Congress has trimmed funding
for the deployment of unmanned aerial vehicles (UAVs) for border patrol duties
until someone can explain what caused a Predator UAV to crash a few hundred
feet from a home near Rio Rico, AZ, last month. (Thanks to Randy, an AVweb reader, for those details.)
As AVweb
reported, the UAV went out of control in the early morning of April 25
while scanning for drug runners and illegal immigrants. Cause of the crash
wasn't immediately known.
According to AOPA, funding appropriations of $6.8
million for 2007 were cut by Congress until U.S. Customs and Border Protection
releases a report on the crash. However, funding from the 2006 budget is still
in place and UAVs could theoretically be back in the air until Oct. 1, when the
new budget takes over.
AOPA maintains that until UAVs have the same
abilities to see and avoid other traffic as manned aircraft, they shouldn't be
mixing with the rest of us.
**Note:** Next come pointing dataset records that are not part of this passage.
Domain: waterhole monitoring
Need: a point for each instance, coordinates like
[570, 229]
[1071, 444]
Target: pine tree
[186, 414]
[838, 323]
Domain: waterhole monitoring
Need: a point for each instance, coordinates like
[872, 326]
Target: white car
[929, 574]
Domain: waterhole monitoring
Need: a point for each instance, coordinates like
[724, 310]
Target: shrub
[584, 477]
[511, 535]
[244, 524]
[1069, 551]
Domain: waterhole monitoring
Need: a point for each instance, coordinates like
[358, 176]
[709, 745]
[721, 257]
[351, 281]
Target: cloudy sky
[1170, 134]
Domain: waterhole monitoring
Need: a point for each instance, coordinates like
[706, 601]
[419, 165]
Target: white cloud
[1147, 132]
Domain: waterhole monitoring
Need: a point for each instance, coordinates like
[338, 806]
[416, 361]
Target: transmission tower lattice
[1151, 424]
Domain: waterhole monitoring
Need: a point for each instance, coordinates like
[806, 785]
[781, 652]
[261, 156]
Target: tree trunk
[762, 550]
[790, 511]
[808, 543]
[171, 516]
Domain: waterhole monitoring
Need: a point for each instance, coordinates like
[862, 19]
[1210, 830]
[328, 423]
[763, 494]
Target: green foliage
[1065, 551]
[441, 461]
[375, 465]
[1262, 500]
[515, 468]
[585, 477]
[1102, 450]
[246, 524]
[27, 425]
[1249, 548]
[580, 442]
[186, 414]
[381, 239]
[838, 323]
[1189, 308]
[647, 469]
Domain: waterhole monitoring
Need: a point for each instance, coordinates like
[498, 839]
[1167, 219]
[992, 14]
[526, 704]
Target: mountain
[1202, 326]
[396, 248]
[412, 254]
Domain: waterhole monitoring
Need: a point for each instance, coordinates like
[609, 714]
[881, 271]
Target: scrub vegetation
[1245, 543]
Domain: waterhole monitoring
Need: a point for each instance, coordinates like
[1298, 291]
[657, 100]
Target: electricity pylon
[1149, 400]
The FAA agrees but its method of ensuring safety is
to impose temporary flight restriction (TFRs) over areas in which the UAV is
operating, something AOPA also naturally opposes.
According to Strategy Page, an online military news service, it will be
three or four years before UAVs with sensors advanced enough to meet FAA
collision-avoidance standards will be available and it may use tethered
aerostats (similar to blimps) to fill the gaps.